Then I clear the lsp0 related configuration on hv0,ping succeed:

hv0:
[root@dell-per730-49 ovn]# ovs-vsctl clear  interface veth1 external-ids
[root@dell-per730-49 ovn]# ovs-vsctl get interface veth1 external-ids
{}
[root@dell-per730-49 ovn]#


hv1:
[root@dell-per730-19 ~]# ping 172.16.102.21
PING 172.16.102.21 (172.16.102.21) 56(84) bytes of data.
64 bytes from 172.16.102.21: icmp_seq=1 ttl=64 time=1.06 ms
64 bytes from 172.16.102.21: icmp_seq=2 ttl=64 time=0.253 ms
^C
--- 172.16.102.21 ping statistics ---
2 packets transmitted, 2 received, 0% packet loss, time 1001ms
rtt min/avg/max/mdev = 0.253/0.659/1.065/0.406 ms
[root@dell-per730-19 ~]#

Actual results:


Expected results:


Additional info:

Comment 2 Mark Michelson 2018-04-26 12:04:36 UTC
This patch is merged in OVS master and OVS 2.9 branches now.
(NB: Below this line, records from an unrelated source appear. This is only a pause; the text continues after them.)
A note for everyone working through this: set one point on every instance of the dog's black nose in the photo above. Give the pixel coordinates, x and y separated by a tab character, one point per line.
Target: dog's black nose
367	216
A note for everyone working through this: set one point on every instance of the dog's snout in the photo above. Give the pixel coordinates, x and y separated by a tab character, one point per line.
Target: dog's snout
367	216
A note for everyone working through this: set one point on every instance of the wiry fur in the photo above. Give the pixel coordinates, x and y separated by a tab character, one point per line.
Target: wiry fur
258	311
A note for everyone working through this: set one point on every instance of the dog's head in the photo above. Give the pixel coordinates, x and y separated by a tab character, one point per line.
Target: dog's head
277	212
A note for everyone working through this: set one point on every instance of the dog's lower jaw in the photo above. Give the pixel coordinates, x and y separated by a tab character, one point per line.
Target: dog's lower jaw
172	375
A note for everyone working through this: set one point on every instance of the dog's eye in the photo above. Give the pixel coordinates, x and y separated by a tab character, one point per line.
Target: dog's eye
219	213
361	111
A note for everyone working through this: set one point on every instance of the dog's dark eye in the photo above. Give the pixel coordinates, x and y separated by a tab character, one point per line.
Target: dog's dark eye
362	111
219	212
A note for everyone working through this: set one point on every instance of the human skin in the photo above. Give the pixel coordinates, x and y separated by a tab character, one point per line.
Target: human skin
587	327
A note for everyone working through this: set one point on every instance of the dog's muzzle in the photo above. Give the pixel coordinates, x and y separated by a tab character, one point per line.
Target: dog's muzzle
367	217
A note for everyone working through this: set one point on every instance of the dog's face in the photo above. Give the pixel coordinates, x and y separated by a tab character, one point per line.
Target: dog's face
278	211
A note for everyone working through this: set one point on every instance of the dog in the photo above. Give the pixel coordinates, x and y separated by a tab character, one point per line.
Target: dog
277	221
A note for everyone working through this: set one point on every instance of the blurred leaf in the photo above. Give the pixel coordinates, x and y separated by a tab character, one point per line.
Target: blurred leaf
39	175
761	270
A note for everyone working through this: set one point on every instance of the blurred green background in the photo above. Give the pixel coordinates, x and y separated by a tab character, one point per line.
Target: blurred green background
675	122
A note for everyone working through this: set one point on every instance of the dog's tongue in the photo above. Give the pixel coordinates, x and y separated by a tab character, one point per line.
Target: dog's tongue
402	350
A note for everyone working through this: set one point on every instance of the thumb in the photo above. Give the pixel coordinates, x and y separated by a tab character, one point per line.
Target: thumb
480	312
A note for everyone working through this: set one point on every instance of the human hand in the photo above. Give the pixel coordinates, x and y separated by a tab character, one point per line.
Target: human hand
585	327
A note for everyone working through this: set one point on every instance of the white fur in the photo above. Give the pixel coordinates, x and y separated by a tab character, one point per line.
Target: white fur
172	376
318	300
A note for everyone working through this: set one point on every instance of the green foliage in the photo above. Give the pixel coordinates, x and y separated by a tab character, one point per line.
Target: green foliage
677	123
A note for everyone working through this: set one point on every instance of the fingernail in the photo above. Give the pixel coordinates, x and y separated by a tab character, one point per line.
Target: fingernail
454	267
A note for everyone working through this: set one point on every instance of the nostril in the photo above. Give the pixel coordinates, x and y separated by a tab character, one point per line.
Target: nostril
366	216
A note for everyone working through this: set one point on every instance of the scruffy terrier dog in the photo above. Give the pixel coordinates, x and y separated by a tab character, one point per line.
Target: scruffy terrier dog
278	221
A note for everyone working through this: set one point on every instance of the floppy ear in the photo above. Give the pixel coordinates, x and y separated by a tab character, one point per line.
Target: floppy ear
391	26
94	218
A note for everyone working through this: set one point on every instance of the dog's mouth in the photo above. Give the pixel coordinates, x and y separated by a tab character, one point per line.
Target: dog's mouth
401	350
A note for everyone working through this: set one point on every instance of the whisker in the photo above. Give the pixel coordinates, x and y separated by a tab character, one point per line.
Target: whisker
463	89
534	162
I am moving this to the MODIFIED state.

Comment 3 Mark Michelson 2018-04-26 12:05:49 UTC
For reference, the commit is 656208e735cf076a9166792cb82a46383f1ff6fe in the 2.9 branch of OVS.
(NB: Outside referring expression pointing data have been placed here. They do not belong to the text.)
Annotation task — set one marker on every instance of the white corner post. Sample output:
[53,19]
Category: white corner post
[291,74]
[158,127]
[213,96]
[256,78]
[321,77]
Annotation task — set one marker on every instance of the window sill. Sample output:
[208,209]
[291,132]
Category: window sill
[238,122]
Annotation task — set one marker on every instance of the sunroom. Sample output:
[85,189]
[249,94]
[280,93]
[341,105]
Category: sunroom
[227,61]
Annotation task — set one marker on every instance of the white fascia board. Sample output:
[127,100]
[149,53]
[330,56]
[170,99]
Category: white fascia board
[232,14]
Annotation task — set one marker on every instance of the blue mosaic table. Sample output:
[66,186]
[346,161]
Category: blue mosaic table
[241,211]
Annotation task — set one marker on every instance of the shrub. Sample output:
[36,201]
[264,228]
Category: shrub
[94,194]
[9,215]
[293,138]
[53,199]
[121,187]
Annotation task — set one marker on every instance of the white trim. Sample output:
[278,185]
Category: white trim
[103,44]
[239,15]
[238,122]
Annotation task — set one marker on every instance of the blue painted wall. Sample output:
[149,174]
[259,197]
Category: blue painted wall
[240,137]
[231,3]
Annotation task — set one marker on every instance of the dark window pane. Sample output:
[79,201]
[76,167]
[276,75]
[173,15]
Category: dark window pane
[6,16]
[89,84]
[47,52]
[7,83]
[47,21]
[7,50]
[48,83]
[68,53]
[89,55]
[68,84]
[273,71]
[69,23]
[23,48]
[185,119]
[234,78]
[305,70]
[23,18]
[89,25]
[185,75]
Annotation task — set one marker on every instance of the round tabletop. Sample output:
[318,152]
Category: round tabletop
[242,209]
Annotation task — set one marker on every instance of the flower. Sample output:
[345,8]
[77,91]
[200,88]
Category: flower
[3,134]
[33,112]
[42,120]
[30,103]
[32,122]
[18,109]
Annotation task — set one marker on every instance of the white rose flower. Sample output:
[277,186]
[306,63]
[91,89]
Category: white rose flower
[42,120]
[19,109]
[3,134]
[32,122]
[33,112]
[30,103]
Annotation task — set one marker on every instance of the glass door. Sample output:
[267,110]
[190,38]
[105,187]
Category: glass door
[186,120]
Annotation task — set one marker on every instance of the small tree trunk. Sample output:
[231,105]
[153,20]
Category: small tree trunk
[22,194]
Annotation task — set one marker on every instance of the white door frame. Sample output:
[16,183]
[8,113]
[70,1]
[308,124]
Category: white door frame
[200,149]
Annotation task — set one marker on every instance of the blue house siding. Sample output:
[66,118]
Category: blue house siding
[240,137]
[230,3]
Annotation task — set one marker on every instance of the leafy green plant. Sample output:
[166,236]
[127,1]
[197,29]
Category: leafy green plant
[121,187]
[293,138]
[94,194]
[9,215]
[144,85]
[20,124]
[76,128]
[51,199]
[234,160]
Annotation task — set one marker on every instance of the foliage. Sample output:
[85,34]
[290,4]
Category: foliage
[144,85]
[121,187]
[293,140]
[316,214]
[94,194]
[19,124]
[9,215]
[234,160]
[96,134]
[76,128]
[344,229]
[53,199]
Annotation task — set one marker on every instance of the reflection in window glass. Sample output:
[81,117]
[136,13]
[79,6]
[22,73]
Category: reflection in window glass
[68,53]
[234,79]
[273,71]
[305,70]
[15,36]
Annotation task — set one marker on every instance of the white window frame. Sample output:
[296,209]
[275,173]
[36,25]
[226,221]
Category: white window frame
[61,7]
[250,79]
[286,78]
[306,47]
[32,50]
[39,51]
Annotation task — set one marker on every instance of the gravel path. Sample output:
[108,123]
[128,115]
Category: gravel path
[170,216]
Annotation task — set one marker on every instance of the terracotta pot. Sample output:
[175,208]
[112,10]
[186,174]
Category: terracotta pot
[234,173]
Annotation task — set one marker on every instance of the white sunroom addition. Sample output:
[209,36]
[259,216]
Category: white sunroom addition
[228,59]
Comment 5 Timothy Redaelli 2018-04-27 12:08:40 UTC
*** Bug 1561499 has been marked as a duplicate of this bug. ***

Comment 8 haidong li 2018-05-23 03:11:37 UTC
This issue is verified on the latest version:
[root@dell-per730-49 ovn]# rpm -qa | grep openvswitch
openvswitch-2.9.0-36.el7fdp.x86_64
openvswitch-selinux-extra-policy-1.0-3.el7fdp.noarch
openvswitch-ovn-common-2.9.0-36.el7fdp.x86_64
openvswitch-ovn-host-2.9.0-36.el7fdp.x86_64
openvswitch-ovn-central-2.9.0-36.el7fdp.x86_64
[root@dell-per730-49 ovn]# 

::::::::::::::::::::::::::::::::::::::::::::::::::::::::::::::::::::::::::::::::
::   ovn_port_migration
::::::::::::::::::::::::::::::::::::::::::::::::::::::::::::::::::::::::::::::::

:: [ 22:20:49 ] :: [   PASS   ] :: Command 'port_migration' (Expected 0, got 0)
::::::::::::::::::::::::::::::::::::::::::::::::::::::::::::::::::::::::::::::::
::   Duration: 397s
::   Assertions: 1 good, 0 bad
::   RESULT: PASS


log:
http://beaker-archive.host.prod.eng.bos.redhat.com/beaker-logs/2018/05/24799/2479955/5149251/72013061/TESTOUT.log

job link:
https://beaker.engineering.redhat.com/jobs/2479955

Comment 10 errata-xmlrpc 2018-06-21 13:36:35 UTC
Since the problem described in this bug report should be
resolved in a recent advisory, it has been closed with a
resolution of ERRATA.

For information on the advisory, and where to find the updated
files, follow the link below.

If the solution does not work for you, open a new bug report.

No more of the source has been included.